SUPER-THOUGHTS: Jackie Cooper’s Perry White seemed to always get short shrift in these films (along with Marc McClure as Jimmy Olsen), so it’s nice he gets a bit more to do here, as White fights to keep control of his newspaper. He even gets to save the Planet at the end, which is about as clever as this film gets.

    Is there some kind of clause that every Superman villain must have some dopey sidekick? IV probably has the worst one of the bunch: Lenny Luthor, Lex’s teenage nephew played by Jon Cryer. Mercifully, he’s only in a handful of scenes.

    Ever since Superman II, the series has played pretty fast and loose with Superman’s powers; reaching its zenith here, as Superman rebuilds the Great Wall of China with what looks to be telekinesis.

    Keep an eye out for Jim Broadbent, who plays one of the crime lords that Luthor swindles.

    Superman IV has possibly the strangest credit I’ve ever seen: “SUPERMAN Motion Picture Series Initiated by Alexander Salkind.”

BEST USE OF POWERS: Nothing can top the batshit lunacy of Superman gathering all the nuclear missiles of the world in a giant net and hurling them into the sun.

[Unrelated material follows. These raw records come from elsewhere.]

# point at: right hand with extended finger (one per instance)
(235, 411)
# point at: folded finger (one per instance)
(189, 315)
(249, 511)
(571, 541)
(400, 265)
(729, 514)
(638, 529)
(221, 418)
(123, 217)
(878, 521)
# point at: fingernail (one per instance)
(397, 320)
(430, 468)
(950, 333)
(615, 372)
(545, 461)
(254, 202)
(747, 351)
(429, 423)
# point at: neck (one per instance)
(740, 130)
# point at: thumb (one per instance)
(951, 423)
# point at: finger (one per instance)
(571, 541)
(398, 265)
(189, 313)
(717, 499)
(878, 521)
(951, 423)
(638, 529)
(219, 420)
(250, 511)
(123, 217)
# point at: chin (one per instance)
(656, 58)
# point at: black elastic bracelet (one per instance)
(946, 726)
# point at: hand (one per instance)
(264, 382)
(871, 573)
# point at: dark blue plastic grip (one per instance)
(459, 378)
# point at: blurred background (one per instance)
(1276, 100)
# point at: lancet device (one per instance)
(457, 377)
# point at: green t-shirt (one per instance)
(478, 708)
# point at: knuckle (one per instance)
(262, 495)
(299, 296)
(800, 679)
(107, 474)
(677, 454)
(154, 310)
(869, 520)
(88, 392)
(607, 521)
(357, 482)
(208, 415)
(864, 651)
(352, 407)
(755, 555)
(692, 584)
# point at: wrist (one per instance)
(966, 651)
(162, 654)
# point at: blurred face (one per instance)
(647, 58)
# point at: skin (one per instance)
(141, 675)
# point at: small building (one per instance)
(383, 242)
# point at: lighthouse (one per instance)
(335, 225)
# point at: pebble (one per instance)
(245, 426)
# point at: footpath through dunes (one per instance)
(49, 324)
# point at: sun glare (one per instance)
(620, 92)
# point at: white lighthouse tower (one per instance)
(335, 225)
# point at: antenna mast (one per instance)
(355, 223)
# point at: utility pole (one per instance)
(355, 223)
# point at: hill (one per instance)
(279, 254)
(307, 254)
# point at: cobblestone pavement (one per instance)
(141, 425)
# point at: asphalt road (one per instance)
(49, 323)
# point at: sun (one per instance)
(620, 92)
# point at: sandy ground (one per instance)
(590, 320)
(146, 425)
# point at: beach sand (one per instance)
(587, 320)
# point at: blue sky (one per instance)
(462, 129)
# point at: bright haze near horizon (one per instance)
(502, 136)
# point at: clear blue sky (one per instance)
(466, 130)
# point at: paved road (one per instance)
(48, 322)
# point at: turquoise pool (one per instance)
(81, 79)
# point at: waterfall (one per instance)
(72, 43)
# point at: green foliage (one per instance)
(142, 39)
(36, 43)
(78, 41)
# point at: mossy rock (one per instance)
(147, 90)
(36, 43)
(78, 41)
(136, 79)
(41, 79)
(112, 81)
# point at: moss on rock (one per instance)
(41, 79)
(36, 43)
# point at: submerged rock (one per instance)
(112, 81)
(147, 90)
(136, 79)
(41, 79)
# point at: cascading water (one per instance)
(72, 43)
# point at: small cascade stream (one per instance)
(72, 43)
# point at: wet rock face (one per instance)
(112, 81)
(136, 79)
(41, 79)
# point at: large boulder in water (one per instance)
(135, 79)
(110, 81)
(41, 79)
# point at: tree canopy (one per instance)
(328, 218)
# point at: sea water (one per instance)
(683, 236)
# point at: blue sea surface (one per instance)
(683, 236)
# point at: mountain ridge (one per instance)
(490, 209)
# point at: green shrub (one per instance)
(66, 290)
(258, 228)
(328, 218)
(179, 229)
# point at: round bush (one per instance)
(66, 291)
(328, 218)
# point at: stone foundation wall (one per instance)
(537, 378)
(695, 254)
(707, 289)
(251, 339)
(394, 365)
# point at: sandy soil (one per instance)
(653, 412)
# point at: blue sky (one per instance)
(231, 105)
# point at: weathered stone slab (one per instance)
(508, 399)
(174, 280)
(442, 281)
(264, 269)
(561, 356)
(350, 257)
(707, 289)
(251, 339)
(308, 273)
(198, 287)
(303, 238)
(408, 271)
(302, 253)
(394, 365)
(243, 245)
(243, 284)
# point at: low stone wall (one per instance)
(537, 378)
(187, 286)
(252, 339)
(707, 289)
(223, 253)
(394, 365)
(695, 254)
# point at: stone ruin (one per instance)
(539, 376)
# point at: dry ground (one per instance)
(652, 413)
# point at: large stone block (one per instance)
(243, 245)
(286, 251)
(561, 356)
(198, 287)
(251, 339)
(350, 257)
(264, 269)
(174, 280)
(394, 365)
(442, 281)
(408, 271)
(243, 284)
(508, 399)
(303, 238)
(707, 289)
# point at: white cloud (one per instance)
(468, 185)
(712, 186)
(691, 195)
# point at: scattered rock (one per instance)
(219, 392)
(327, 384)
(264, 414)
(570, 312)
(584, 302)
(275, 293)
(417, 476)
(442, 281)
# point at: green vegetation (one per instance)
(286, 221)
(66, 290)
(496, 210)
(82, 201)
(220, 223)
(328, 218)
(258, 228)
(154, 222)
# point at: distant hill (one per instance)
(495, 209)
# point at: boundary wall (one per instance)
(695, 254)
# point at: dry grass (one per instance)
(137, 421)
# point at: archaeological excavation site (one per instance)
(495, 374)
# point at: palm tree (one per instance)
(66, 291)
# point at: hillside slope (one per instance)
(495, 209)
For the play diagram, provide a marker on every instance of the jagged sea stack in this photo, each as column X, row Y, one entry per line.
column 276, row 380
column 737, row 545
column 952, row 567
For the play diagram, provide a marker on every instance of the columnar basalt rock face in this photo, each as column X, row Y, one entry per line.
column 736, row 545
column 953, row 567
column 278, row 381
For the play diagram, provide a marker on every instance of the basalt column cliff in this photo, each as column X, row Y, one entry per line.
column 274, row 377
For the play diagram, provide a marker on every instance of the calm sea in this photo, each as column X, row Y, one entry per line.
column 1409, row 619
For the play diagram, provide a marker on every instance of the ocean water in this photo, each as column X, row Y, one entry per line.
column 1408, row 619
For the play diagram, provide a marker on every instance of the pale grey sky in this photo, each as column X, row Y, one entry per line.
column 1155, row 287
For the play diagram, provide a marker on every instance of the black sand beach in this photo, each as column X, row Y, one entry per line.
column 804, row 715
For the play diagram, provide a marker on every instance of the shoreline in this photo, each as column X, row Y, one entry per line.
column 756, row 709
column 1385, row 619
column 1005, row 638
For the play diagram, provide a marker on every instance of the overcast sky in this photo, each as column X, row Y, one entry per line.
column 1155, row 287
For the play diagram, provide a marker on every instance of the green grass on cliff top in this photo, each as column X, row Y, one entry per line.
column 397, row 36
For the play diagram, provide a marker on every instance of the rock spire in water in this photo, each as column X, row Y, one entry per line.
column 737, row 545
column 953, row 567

THE LAST WORD: Christopher Reeve’s last outing in the role that made him famous ends his franchise with a whimper; a swan song that was far less than all the involved parties deserved.

1 comment:

  1. I have a fondness for this film. The premise could have been great, as is the scene early on at the Kent Farm is my personal favorite scene of the series.